Another thing we built into Google Chrome is Gears. Gears basically ads an API to your browser. An extension that improves its capabilities. From my perspective, Google Chrome and Gears are entering the web from two directions. The browser project is an effort to make the Web better for the users. The Gears team wants to make the web better for developers. There are a lot of limitations to the kinds of applications that you can build today with Web browsers, and the subset of things you can do is different for each browser. If one browser has a cool feature, that doesn't help. It has to exist across all browsers in order for developers to use it. Gears is trying to improve the base functionality of all browsers, including Google Chrome. Whatever the advantages of building native Apps over Web Apps, we want to build those enhancements through Gears. And help them make their way into new standards across the Web. So open standards are one way to help all browsers get better. The team has also done some interesting things with speed, stability and the UI, like the new TAB page. Some of these might become standards, some might not, but since it's open source other browser developers can take what they want out of it. And they don't have to pay us. They don't have to ask our permission. They don't have to share patches or report bugs. But they can build on what we've done and bring their own creativity to it.
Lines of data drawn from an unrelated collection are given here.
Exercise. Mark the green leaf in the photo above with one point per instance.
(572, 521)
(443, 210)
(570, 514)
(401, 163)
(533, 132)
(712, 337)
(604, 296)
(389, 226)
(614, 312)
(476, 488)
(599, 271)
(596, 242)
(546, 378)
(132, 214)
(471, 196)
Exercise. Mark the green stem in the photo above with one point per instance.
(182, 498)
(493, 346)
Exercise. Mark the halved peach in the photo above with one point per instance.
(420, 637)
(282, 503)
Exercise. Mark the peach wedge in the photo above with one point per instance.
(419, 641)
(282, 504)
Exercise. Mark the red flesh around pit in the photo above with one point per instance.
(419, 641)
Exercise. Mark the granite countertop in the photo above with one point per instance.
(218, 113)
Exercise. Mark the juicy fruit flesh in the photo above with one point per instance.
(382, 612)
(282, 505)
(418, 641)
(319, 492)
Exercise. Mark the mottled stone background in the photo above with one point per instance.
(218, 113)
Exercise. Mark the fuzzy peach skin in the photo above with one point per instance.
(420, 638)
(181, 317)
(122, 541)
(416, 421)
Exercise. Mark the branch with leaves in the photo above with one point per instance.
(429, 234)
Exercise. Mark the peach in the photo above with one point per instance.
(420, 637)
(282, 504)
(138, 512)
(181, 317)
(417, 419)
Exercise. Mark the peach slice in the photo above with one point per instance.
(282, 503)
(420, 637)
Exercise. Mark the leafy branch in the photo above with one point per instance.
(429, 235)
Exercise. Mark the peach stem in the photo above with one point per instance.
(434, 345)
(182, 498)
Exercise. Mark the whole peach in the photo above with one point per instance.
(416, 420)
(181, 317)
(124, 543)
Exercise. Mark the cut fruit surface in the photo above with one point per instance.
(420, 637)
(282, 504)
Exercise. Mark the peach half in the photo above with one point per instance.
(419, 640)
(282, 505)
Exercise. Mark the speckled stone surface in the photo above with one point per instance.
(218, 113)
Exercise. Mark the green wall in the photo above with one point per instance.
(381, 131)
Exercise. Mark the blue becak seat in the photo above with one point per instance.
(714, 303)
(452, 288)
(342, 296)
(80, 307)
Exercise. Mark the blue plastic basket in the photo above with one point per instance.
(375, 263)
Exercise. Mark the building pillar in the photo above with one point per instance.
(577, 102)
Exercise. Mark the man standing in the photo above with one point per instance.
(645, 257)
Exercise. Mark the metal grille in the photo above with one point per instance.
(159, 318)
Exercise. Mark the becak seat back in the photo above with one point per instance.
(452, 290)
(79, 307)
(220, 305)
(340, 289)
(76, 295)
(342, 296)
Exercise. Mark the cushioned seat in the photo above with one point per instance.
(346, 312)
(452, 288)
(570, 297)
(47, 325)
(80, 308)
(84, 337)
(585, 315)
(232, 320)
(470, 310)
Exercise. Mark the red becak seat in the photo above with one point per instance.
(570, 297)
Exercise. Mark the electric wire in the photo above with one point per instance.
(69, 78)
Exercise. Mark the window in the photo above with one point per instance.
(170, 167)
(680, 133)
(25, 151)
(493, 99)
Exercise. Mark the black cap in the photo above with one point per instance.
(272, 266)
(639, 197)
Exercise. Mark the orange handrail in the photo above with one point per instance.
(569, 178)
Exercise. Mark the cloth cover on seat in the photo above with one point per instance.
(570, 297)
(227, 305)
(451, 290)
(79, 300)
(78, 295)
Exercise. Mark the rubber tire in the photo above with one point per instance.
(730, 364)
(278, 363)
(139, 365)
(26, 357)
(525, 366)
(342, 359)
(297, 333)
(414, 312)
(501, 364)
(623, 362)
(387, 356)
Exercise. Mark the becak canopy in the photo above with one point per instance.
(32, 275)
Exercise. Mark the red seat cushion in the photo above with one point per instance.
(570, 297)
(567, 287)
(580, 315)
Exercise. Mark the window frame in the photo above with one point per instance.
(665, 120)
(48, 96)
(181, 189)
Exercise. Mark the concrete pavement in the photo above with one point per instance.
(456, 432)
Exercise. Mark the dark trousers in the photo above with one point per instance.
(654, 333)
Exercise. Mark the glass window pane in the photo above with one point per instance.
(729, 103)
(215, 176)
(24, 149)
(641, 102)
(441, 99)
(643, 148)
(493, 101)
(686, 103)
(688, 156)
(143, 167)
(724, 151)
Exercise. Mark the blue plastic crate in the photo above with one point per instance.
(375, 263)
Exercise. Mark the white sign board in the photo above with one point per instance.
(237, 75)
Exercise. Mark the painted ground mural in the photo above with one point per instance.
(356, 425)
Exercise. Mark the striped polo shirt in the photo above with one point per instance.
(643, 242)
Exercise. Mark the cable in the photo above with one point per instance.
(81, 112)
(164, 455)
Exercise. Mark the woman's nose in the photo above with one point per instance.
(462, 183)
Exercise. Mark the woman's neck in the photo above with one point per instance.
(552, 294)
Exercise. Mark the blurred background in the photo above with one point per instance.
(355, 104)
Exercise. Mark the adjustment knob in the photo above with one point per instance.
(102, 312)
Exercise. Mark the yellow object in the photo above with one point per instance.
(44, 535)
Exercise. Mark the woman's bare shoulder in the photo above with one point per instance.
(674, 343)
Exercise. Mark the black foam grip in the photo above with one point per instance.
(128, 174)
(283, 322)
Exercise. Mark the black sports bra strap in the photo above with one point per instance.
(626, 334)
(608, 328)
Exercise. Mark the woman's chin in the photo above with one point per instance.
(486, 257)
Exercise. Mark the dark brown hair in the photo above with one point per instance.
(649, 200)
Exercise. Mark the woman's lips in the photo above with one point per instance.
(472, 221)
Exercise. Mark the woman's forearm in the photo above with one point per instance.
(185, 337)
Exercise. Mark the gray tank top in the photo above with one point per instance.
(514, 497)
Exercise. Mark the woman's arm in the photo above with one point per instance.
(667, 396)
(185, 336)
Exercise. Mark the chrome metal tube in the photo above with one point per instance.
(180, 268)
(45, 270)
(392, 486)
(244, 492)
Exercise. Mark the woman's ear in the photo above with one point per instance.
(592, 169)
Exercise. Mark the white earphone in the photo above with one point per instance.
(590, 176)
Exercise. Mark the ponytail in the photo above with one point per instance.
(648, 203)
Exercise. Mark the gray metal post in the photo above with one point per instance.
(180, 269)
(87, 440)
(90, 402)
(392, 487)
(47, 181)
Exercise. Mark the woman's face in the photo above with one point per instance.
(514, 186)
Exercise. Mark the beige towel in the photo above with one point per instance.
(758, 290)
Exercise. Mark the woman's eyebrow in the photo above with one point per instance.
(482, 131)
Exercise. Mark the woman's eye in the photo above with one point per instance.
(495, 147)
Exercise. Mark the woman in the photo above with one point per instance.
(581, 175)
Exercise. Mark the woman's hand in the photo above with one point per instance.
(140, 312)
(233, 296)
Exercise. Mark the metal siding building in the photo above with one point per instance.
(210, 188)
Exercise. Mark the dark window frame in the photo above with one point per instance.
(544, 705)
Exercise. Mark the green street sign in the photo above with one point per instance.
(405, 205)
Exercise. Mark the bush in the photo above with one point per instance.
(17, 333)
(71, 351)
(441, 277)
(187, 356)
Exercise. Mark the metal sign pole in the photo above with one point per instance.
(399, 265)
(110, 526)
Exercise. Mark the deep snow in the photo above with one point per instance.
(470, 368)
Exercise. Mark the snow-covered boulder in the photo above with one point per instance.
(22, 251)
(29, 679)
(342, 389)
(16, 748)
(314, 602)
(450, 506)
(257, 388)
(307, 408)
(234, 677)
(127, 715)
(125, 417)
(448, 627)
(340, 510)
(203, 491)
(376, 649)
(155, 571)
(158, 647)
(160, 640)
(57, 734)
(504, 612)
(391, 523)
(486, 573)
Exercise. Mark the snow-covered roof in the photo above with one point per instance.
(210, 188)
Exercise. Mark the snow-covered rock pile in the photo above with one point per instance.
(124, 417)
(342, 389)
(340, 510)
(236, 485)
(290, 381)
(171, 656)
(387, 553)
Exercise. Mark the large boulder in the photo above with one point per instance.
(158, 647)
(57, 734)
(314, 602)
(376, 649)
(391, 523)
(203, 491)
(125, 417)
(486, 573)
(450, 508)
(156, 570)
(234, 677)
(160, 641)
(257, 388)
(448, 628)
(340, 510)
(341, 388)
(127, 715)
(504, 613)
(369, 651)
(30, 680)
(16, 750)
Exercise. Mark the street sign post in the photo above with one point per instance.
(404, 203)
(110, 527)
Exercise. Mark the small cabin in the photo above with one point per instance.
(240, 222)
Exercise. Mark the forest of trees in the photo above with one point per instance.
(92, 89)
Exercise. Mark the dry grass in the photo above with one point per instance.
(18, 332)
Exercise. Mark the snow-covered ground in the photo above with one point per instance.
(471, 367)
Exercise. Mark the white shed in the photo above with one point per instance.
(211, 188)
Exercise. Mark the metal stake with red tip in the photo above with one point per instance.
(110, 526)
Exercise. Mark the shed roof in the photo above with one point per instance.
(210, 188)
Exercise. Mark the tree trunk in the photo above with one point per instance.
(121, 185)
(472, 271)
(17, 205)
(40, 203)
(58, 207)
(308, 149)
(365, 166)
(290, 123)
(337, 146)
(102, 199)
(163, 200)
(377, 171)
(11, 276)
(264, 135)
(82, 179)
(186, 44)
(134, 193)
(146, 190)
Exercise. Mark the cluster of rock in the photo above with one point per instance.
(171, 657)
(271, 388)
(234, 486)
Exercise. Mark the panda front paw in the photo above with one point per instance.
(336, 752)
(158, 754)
Share we can ship a proprietary browser and hold it in. But Google lives on the Internet, it's our interest to make the Internet better and without competition we have stagnation. That's why we're open sourcing the whole thing. We need the Internet to be fair, smart, safe place. As excited as we are about building Google Chrome, it's important to help all browsers become more powerful, to keep evolving with the Web and continuing to build a solid foundation for modern Web Applications. We own a greater debt to other open source browsers projects - especially Mozilla and Webkit. This is our contribution and we hope people will take some of these ideas, too; challenge them, build on them, and keep moving the Web forward.